As many people here (and there) once I trained my network I needed to run it in C++. Actually, my final aim is to run my network on the GPU, and running it from C++ on CPU is an intermediate validation step.
I’ve stumbled upon a few projects that presumably let you do the work in question but I found them overly complex to understand how to actually implement this convolution or batch norm layers than I need to implement on GPU.
So I implemented my own mini-framework I want to share with you that lets you dump some pyTorch modules, easily load them into C++ and evaluate it. My primary purpose of sharing the code with you is educational. If you ever have a need to implement neural net inference be it on CPU, GPU or any other specific kind of hardware you can always use my code as reference. I’ve checked that it produces extremely similar output to what pyTorch outputs. It does not support entire pyTorch but only selected, most basic modules that I needed. These are: ReLU, Sigmoid, Linear, Conv2d, BatchNorm2d.
Here is a link to my framework: https://github.com/maxest/MaxestFramework
And here is the code related to neural networks: https://github.com/maxest/MaxestFramework/tree/master/src/common
Only files neural_network.h and neural_network.cpp are relevant.

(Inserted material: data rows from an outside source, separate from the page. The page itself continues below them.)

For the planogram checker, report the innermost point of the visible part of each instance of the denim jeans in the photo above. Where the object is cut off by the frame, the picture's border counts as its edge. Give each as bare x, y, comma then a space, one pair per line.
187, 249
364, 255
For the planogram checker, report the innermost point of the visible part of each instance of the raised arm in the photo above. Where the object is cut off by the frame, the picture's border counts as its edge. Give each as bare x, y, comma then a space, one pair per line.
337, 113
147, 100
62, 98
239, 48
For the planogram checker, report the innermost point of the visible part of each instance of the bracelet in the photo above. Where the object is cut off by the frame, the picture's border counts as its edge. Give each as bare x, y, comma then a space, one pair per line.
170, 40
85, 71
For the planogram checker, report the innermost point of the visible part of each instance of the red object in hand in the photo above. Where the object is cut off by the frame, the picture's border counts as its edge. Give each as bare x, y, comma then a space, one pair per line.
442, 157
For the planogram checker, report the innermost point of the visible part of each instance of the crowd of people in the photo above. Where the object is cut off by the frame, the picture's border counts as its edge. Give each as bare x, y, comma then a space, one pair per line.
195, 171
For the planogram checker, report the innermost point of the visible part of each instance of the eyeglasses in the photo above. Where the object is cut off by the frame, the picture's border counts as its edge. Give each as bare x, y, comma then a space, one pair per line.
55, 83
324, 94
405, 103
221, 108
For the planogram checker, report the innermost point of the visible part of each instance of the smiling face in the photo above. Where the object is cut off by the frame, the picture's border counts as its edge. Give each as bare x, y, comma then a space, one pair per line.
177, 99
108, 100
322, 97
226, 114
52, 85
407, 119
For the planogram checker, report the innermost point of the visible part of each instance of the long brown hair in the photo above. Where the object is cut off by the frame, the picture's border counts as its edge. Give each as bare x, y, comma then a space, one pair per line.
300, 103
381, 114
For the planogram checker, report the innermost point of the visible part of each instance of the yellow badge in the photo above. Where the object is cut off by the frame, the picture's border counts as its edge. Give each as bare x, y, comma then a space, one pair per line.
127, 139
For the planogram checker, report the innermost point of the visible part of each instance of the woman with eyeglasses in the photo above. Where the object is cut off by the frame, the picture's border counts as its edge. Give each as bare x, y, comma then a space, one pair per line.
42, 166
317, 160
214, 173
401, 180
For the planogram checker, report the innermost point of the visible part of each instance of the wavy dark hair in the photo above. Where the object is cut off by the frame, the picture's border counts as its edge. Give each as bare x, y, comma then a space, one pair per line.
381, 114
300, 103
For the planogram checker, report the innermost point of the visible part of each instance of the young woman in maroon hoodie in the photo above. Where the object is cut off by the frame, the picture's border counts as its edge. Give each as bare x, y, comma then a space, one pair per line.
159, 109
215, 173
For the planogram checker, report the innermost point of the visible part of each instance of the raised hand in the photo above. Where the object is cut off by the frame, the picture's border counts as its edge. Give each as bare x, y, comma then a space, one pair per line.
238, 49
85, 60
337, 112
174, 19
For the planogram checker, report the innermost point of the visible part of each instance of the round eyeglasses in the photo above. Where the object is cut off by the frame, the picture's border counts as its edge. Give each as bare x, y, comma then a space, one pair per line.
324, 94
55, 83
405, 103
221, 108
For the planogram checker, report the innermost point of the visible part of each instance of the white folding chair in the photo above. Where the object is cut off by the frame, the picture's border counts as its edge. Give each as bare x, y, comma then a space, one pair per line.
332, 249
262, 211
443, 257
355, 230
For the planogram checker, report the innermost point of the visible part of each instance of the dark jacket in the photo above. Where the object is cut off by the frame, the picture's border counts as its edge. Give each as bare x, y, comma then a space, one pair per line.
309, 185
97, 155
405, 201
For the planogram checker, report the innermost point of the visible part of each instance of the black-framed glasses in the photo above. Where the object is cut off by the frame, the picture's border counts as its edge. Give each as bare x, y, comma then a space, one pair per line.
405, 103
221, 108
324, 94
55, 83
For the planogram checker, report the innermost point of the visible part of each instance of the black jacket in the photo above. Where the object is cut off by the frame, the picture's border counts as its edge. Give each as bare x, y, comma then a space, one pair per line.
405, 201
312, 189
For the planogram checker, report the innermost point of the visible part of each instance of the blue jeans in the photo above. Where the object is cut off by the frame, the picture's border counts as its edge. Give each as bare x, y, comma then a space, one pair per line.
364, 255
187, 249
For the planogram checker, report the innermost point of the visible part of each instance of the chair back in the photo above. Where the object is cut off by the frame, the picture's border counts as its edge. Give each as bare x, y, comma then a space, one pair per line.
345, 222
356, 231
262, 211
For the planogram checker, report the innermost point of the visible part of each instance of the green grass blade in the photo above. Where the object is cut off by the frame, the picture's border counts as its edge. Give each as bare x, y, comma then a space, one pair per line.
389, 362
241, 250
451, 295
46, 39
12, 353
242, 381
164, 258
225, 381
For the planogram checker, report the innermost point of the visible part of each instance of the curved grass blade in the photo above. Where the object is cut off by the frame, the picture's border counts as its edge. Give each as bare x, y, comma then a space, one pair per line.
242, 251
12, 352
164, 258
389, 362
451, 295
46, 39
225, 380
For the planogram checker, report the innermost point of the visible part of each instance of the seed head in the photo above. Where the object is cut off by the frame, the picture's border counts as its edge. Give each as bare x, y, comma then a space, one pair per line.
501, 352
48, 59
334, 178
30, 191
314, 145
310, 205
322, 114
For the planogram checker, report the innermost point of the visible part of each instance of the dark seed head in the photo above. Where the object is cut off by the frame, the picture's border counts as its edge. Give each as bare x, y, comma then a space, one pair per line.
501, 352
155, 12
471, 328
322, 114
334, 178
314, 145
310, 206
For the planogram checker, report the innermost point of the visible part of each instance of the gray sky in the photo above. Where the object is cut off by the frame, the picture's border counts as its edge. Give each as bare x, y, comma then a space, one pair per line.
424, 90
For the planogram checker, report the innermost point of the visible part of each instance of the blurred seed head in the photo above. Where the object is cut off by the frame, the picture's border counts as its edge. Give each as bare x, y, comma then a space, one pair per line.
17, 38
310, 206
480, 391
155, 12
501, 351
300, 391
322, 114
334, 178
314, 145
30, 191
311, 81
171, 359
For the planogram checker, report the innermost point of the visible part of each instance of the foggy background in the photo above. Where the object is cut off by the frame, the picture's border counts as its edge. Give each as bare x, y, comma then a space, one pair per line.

Here https://github.com/maxest/MaxestFramework/tree/master/tools/neural_network is a python script torch_layers_dumper.py that lets you dump a whole sequential module and save it to txt file. There is also a script file neural_network_test.py that creates a simple model and dumps it. The model is already there for convenience called model.txt. There is a helper function called UnitTest in neural_network.h/cpp that takes as input path to this model.txt and evaluates it. It ouputs the same values as the test python script neural_network_test.py.
I hope you will find this code useful. If you have any questions feel free to ask.